I have so many more of these stories which all involve caring and contact.This is basically what Gesundheit! represents for me. Creativity, caring and contact as a basis for building a healing relationship in a communal setting. The Gesundheit! experience provided a supportive, caring community in which opportunities were plentiful for us as clowns to put a serious dent in some of our fellow human beings day to day sufferings due to illness. I remember thinking to myself prior to leaving for our trip that I was running away to join the circus! Well, actually it was that, but also much more! As a health care professional and as a person, it brought me back to and reinforced the importance of caring as an essential ingredient in any healing process.


A Guatemalan asked me at one point how I thought the Guatemalan health system was compared to the Canadian health system. Yes, how much medical equipement or machinery you have access to is a factor, but the most important ingredient is having caring individuals that dispense the health care. This can be found in all countries,but all too often it is stifled by systems that put profit and politics before its citizens' well-being.
The Gesundheit! Global Outreach experience was also for me a real treat in being with a whole bunch of dreamers in the same place at the same time! And as we know, dreams are almost always catalysts for action …
Guatemala has the largest garbage dump of any Central American country (in Guatemala City). It has had methane explosions there in its recent history due to the build-up of this gas through the rotting of garbage. There are poverty-stricken families, people that live here permanently who wait for the garbage trucks to come and discharge their loads. The people then sift through the garbage to take what is of use to them. Well, in the middle of this quagmire of garbage lies an oasis called "Safe Passages". It's a school and daycare center that was built some time ago by people who thought that children had a right to an education.

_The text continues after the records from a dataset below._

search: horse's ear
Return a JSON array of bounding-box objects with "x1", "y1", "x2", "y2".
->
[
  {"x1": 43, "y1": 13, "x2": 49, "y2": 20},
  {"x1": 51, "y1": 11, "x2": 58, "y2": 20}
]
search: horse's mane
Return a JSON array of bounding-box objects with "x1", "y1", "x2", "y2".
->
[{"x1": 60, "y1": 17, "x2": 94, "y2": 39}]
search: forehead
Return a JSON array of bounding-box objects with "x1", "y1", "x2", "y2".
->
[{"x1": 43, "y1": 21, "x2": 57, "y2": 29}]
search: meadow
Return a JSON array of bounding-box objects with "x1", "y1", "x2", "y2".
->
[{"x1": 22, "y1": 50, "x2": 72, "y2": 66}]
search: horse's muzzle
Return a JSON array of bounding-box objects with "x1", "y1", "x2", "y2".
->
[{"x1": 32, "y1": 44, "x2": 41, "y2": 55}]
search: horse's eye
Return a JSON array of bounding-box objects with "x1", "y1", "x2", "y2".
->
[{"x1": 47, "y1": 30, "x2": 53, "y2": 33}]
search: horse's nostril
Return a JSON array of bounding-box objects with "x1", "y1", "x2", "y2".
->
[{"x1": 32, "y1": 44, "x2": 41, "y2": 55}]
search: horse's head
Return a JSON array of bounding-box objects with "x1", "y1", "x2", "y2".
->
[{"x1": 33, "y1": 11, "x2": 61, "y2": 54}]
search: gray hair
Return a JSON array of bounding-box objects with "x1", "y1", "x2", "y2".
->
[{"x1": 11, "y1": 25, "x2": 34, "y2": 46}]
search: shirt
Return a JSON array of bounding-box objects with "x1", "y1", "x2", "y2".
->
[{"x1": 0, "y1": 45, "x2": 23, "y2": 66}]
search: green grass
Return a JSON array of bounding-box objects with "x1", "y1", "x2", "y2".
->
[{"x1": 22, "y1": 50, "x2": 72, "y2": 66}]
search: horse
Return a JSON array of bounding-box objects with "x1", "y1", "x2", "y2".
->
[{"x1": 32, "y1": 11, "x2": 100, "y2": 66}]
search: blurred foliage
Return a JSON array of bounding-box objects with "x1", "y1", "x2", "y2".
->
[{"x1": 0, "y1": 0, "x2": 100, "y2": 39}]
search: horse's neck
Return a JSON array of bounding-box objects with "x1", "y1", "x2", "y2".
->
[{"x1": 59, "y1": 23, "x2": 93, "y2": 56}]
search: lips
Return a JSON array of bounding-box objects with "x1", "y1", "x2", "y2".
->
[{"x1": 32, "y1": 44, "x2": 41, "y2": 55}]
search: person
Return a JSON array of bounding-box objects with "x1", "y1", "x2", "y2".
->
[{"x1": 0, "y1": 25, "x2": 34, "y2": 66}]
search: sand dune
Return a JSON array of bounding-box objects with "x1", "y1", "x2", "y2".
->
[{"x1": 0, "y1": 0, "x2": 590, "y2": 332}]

They pay families to let their children go to school (families get money for some of the articles that children pick out of the garbage). The point being that people cared enough to dream up this idea and it translated into a haven of hope for children and their families. We had the chance to clown there and they were very happy to see us!



We need people like this. We need organizations such as Gesundheit! They serve as reminders (and energizers) of how caring for each other as human beings is at the center of positive change, whether it be in a health care setting or not. Gesundheit also represents for me the better side of human nature, It is a call to make the effort of acting as socially and politically responsible people where the measure and impact of our decisions on our surroundings is taken into account, especially with regard to health care. It is reducing the health care relationship to its simplest, yet most effective form with emphasis on caring, trust, laughter, creativity and compassion. I really think that "a clown a day" could very well "keep the doctor away"…
I will always cherish the relationships and bonds I formed on my "Squat in Guat." I was fortunate enough to have bunked over in Guatemala with a bunch of very lovable clowns and was privileged to have crossed paths with the Fabricas de los Sonrisas gang. Besos and abrazos to all!